FM1-43fx is a fixable styryl dye known to identify functional synapses, particularly presynaptic terminals. This lipophilic dye (50nM) is taken-up by presynaptic endocytosis after neurons are depolarized by exposure to 50mM KCl for 5 min [14]. Since this dye recognizes all functional synapses, rat neuronal cultures were subsequently stained with anti-TH antibody. Regions double-stained with FM1-43fx (a fixable form of FM1-43, Invitrogen) and anti-TH antibody were identified as functional DA synapses (presynaptic punctae).

DA synaptic mitochondria

Triple staining was required in order to identify mitochondria specific to DA synapses. Therefore, DA neuronal cultures were stained with anti-TH, FM1-43fx and MTO. All three signals (i.e. FM1- 43fx, MTO, anti-TH) were distinguishable using epifluorescence microscopy. The overlapping fluorescent signals were considered DA synaptic mitochondria and quantified using ImageJ.

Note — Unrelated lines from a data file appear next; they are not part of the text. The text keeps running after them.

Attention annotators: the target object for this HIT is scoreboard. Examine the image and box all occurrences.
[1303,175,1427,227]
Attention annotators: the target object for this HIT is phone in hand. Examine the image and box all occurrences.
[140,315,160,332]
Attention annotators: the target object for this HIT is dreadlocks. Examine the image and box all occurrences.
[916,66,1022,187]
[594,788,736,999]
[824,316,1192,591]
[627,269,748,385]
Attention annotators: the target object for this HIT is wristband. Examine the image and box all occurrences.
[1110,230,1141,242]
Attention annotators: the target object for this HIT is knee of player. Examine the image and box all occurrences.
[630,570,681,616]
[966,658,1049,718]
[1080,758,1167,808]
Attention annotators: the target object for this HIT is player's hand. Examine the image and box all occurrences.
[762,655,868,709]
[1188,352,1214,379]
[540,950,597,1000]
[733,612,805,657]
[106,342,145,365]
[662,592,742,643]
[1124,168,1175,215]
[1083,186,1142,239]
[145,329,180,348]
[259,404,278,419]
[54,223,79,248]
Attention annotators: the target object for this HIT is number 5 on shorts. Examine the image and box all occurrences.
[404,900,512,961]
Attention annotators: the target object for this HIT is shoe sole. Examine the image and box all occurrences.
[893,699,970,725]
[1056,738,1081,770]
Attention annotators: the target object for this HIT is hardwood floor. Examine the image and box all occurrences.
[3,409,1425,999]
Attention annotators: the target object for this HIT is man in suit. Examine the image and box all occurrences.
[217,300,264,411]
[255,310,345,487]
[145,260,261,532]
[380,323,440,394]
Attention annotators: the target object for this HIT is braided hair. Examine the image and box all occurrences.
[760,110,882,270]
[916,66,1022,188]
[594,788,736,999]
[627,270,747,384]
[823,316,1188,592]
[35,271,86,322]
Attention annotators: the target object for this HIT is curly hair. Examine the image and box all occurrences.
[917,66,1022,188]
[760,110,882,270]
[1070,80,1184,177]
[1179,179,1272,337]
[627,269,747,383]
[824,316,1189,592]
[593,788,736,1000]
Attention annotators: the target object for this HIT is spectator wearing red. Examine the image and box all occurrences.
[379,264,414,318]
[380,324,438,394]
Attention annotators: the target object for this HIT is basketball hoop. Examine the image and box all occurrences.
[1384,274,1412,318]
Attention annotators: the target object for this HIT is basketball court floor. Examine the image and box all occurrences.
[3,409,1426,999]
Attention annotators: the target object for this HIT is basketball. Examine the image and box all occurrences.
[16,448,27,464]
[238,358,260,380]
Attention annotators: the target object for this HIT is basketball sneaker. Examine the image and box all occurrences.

Dopaminergic (DA) neurodgeneration by PD toxins

Using the primary rat midbrain neuronal cultures containing dopaminergic (DA) neurons (Figure 1), we first examined whether DA neurons were degenerated by exposure to PD toxins (MPP+ and rotenone). DA neurons were identified using a DA marker antityrosine hydroxylase (TH) antibody. The percent of DA neurons in the culture was 2.5+/-2.4% (n=18). This percent was significantly reduced when primary neuronal cultures (6-8 days old) were incubated for 24 hours with either 10µM MPP+ or 100nM rotenone (Figure 1D). The effect of 20nM rotenone was intermediate while there was no change in the number of DA neurons when exposed to 5nM rotenone (Figure 1D). In order to examine whether DA neurons are selectively degenerated, we determined the total number of neurons in each field of view (FOV) in the presence or absence of toxin exposure. Individual cells in the neuronal culture were quantified using a nuclear dye DAPI [15, 16]. Figure 1E shows that there was no observable difference in the total number of cells in culture with or without exposure, confirming the selective degeneration of DA neurons by these two PD toxins. Our results demonstrate that we successfully developed a cellular PD model using these toxins. Therefore, this model was used to further study early sub-cellular changes in DA neurons.